Islam sangat menekankan agar manusia senantiasa berusaha keras untuk menggapai sesuatu. Usaha yang dimaksud tidak hanya fokus pada usaha lahiriah atau fisik saja, tetapi juga usaha batin. Sebagaimana dalam Alquran, Allah memandang pentingnya upaya manusia untuk mewujudkan sesuatu. “Sesungguhnya Allah tidak mengubah keadaan suatu kaum hingga mereka mengubah apa yang ada pada diri mereka sendiri.” (QS. ar-Ra’d: 11).
Selain upaya lahiriah, penting juga bagi kita untuk meminta karunia Allah berupa upaya batin dalam berjuang meraih keberhasilan. Jalur batin ini erat kaitannya dengan amalan ibadah atau riyadah batin sebagaimana yang dilakukan oleh para ulama salaf. Dengan kegigihan dan riyadah, para ulama salaf mampu mencapai derajat fantastis dalam keilmuan.

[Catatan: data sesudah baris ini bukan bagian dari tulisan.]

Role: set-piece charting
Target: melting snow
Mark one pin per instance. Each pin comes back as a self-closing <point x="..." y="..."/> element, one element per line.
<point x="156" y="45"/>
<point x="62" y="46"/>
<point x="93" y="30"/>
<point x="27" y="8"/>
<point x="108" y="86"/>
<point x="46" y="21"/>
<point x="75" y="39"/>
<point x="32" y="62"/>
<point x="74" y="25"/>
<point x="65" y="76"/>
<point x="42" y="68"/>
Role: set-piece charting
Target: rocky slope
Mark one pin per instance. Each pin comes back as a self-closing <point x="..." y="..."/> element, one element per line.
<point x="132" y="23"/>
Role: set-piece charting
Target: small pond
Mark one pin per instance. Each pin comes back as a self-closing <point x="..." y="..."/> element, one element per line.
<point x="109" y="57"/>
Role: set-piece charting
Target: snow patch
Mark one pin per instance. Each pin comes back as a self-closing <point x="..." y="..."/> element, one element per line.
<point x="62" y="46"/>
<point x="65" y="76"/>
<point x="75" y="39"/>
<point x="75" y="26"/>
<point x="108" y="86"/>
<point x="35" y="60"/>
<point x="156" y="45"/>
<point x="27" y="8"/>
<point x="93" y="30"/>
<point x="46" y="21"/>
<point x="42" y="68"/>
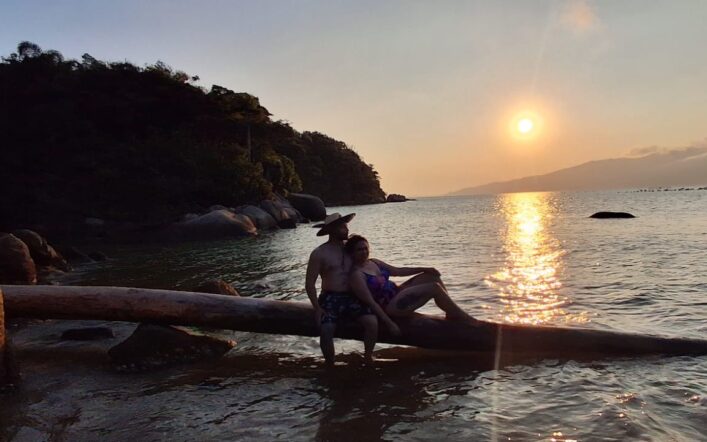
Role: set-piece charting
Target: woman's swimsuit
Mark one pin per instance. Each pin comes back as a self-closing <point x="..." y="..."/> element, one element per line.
<point x="381" y="287"/>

Maka, tradisi dan riyadah para ulama salaf perlu kita tiru dan hidupkan kembali di tengah-tengah masyarakat yang mulai disibukkan dengan duniawi. Hal ini selaras dengan harapan penulis dalam pengantarnya. Bahwa melalui buku ini ia berharap pembahasan tentang kehebatan para ulama salaf tidak berhenti pada hasil, tetapi juga memperhatikan upaya dan riyadah (proses) yang telah mereka lalui. ***
*) Fathorrozi, penulis dan pecinta buku, tinggal di Ledokombo Jember.